The first 5 answers fail to distinguish between estimation loss1 and prediction loss2, something that is crucial in answering the question. A priori, there is no reason that the two should coincide. I will discuss both types of loss in the context of point prediction using linear regression. The discussion can be extended to models other than linear regression and tasks other than point prediction, but the essence remains the same.
Setup
Suppose you are facing a prediction problem where the model is
$$
y=X\beta+\varepsilon
$$
with $\varepsilon\sim D(0,\sigma)$, $D$ being some probability distribution with location $0$ and scale $\sigma$. You aim to predict $y_0$ given $x_0$, and your point prediction will be $\hat y_0$, a function of $x_0$, the data sample, the model and the penalty (the negative of reward) function defined on the prediction error. The penalty function you are facing is $L_P(y-\hat y)$. It has a minimum at zero (the value $L_P(0)$ can be set to zero without loss of generality) and is nondecreasing to both sides of zero; this is a typical characterization of a sensible prediction loss function. You can freely choose an estimation loss function $L_E(\cdot)$ and a point prediction function $y_hat_0$. What are your optimal choices for each? This will depend on the error distribution $D$ and the prediction loss function $L_P(\cdot)$.
Estimation loss
Estimation loss specifies how parameter estimates of a model are obtained from sample data. In our example of linear regression, it concern the estimation of $\beta$ and $\sigma$. You can estimate them by minimizing the sum of squared residuals (OLS) between the actual $y$ and the corresponding fitted values, sum of absolute residuals (quantile regression at the median) or another function. The choice of the estimation loss can be determined by the distribution of model errors. The most accurate estimator in some technical sense* will be achieved by the estimation loss that makes the parameter estimator the maximum likelihood (ML) estimator. If the model errors are distributed normally ($D$ is normal), this will be OLS; if they are distributed according to a Laplace distribution ($D$ is Laplace), this will be quantile regression at the mean; etc.

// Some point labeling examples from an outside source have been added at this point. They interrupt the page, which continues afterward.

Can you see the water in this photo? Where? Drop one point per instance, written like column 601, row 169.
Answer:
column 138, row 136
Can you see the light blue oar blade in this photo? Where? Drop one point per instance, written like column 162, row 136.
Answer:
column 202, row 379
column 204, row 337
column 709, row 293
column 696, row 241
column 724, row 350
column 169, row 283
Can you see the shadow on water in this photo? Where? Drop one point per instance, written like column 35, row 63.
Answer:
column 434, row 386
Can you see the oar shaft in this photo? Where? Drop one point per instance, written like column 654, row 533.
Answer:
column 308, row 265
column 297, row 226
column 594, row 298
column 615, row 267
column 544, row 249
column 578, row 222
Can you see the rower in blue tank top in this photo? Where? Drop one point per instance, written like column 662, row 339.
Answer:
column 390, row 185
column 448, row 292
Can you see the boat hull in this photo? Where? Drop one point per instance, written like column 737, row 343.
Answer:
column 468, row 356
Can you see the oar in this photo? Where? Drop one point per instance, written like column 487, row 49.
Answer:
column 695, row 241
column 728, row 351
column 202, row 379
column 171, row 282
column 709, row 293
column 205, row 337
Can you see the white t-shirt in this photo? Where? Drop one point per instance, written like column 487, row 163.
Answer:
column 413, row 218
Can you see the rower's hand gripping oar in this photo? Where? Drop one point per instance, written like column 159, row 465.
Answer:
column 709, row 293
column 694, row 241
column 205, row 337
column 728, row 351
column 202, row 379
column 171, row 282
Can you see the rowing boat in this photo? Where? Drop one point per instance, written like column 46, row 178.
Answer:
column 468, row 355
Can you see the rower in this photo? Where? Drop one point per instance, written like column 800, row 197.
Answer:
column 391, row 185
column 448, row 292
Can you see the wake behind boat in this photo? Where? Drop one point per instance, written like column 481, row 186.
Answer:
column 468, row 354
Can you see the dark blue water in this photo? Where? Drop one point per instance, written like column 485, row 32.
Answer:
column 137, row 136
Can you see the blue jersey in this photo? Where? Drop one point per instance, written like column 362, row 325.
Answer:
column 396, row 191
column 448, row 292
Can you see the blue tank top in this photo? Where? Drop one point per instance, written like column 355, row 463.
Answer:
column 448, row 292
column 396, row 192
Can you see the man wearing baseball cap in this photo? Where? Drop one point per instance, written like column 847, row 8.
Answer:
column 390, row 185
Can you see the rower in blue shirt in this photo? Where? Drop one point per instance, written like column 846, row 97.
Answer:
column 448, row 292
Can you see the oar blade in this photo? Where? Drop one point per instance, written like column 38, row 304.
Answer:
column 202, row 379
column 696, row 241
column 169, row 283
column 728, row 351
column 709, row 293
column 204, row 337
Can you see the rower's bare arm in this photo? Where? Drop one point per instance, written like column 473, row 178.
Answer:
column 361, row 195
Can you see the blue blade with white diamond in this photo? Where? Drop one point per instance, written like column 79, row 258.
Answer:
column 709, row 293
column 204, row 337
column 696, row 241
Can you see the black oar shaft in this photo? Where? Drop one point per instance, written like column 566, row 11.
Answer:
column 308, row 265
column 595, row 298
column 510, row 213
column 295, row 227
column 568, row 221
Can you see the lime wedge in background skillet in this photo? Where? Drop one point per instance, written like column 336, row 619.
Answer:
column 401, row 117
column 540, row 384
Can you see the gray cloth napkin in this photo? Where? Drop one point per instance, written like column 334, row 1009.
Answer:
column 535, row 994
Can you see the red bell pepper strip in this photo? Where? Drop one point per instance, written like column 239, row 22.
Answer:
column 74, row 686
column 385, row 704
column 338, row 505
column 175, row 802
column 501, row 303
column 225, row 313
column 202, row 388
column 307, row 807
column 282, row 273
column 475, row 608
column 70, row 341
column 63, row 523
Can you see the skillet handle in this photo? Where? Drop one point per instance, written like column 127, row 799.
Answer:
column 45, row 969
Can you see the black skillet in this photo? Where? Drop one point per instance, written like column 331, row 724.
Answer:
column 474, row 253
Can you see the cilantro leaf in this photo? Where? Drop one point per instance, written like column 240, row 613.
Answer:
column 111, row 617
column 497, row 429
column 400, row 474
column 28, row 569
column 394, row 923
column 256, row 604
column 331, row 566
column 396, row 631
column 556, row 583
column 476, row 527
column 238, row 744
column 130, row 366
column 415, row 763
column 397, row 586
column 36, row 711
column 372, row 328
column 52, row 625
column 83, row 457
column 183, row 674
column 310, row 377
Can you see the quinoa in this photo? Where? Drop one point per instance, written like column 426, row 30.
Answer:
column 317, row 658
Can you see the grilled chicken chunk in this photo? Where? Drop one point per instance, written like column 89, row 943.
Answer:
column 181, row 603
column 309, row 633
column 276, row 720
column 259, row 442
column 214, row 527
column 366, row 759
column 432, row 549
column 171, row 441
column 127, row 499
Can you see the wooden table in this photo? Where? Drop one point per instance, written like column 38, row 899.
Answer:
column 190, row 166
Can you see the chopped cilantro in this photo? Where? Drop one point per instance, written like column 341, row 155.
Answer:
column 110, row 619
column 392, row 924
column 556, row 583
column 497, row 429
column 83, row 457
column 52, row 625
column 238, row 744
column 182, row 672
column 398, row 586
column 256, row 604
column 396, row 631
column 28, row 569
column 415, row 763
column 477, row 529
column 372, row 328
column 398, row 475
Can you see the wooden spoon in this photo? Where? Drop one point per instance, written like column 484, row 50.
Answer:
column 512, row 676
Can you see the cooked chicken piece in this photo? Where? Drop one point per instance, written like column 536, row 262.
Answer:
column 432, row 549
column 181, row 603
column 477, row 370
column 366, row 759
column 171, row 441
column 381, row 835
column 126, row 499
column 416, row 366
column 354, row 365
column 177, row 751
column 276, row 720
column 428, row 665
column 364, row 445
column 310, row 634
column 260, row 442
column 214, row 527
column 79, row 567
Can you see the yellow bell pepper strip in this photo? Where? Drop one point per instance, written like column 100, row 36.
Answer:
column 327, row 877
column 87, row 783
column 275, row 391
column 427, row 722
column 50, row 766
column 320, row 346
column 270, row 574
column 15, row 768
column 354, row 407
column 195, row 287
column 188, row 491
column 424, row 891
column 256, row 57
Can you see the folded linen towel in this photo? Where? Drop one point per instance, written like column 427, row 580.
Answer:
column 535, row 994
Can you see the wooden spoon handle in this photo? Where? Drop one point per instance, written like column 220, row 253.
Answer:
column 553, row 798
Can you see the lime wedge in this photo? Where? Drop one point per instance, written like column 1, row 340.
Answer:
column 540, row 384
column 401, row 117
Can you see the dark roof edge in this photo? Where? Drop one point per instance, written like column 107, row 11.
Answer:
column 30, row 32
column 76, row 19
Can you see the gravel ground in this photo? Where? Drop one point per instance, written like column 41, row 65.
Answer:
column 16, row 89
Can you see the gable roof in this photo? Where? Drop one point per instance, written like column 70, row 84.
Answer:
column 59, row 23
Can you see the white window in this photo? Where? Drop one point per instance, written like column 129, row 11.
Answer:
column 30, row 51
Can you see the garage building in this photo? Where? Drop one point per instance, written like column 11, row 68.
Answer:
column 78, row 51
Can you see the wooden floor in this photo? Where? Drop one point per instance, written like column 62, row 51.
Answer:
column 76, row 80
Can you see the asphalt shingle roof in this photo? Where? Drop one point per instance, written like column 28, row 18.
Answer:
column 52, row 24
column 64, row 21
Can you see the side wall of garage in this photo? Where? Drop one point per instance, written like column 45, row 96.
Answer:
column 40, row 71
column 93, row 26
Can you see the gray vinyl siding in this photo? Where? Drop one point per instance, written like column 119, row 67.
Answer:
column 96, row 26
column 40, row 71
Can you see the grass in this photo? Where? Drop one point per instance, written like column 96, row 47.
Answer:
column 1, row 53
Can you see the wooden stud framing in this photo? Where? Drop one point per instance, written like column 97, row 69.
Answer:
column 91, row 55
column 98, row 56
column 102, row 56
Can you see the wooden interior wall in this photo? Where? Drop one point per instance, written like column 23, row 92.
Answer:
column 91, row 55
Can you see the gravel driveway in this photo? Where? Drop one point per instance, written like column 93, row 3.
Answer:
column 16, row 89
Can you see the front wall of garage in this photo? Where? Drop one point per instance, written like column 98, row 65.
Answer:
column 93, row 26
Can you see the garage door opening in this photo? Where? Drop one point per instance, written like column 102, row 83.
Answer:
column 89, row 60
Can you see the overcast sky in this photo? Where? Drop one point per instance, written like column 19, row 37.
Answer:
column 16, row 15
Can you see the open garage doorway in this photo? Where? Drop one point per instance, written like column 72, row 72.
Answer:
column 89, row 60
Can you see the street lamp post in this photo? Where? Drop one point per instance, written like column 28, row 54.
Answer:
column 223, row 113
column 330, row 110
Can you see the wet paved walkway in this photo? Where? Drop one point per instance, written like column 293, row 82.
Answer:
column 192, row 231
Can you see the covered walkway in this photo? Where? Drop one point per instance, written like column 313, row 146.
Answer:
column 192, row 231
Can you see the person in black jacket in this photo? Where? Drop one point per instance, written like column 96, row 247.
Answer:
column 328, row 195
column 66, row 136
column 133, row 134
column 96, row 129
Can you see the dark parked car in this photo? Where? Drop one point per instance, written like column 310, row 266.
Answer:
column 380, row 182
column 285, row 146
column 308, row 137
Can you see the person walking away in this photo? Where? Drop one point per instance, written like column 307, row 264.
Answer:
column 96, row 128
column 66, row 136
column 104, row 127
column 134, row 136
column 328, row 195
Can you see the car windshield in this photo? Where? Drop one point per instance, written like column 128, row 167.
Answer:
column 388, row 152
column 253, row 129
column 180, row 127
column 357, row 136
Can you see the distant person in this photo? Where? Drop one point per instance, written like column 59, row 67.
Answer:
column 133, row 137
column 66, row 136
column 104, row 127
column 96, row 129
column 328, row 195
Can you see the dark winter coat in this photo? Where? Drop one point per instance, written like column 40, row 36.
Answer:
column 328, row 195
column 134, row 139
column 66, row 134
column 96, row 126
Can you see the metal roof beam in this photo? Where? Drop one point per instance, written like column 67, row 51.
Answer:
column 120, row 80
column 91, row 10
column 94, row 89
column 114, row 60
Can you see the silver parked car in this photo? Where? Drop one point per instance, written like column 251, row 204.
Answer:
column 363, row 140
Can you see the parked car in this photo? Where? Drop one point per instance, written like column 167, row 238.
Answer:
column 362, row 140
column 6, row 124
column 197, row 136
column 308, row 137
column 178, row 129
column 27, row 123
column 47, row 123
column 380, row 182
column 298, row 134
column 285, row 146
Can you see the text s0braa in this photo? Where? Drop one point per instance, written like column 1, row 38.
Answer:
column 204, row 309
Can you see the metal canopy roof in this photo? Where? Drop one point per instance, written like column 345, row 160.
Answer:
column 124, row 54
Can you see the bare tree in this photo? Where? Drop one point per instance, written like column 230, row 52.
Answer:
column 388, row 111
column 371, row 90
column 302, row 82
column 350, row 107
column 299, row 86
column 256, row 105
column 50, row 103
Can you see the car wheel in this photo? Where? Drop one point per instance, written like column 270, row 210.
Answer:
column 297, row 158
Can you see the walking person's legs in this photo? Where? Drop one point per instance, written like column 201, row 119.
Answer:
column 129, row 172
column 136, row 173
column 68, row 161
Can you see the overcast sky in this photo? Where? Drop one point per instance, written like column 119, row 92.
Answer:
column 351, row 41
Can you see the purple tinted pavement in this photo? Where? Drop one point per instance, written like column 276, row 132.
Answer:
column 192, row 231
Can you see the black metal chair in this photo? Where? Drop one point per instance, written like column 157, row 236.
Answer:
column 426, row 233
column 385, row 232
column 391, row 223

*To simplify, given a ML estimator, you may expect more accurate parameter estimates from your model than provided by alternative estimators.
Prediction loss
Prediction loss specifies how prediction errors are penalized. You do not choose it, it is given. (Usually, it is the client that specifies it. If the client is not capable of doing that mathematically, the analyst should strive to do that by listening carefully to the client's arguments.) If the prediction error causes the client's loss (e.g. financial loss) to grow quadratically and symmetrically about zero, you are facing square prediction loss. If the client's loss grows linearly and symmetrically about zero, you are facing absolute prediction loss. There are plenty of other possibilities for types of prediction loss you may be facing, too.
Prediction
Given the parameter estimates of the model and the values of the regressors of the point of interest, $x_0$, you should choose the point prediction $\hat y_0$ based on the prediction loss. For square loss, you will choose the estimated mean of $y_0$, as the true mean minimizes square loss on average (where the average is taken across random samples of $y_0$ subject to $x=x_0$). For absolute loss, you will choose the estimated median. For other loss function, you will choose other features of the distribution of $y_0$ that you have modelled.
Back to your question
Why do people frequently choose square error rather than absolute error, or correspondingly square loss rather than absolute loss, as estimation loss? Because normal errors ($D$ being normal) are common in applications, arguably more so than Laplace errors ($D$ being Laplace). They also make the regression estimators analytically tractable. They are not much easier to compute, however. Computational complexity of OLS (corresponding to ML estimation under normal errors) vs. quantile regression at the median (corresponding to ML estimation under Laplace errors) are not vastly different. Thus there are some sound arguments for the choice of OLS over quantile regression at the median, or square error over absolute error.
Why do people choose square error, or correspondingly square loss, as prediction loss? Perhaps for simplicity. As some of the previous answers might have mentioned, you have to choose some baseline for a textbook exposition; you cannot discuss all possible cases in detail. However, the case for preferring square loss over absolute loss as prediction loss is less convincing than in the case of estimation loss. Actual prediction loss is likely to be asymmetric (as discussed in some previous answers) and not more likely to grow quadratically than linearly with prediction error. Of course, in practice you should follow the client's specification of prediction loss. Meanwhile, in casual examples and discussions where there is no concrete client around, I do not see a strong argument for preferring square error over absolute error.
1 Also known as estimation cost, fitting loss, fitting cost, training loss, training cost.
2 Also known as prediction cost, evaluation loss, evaluation cost.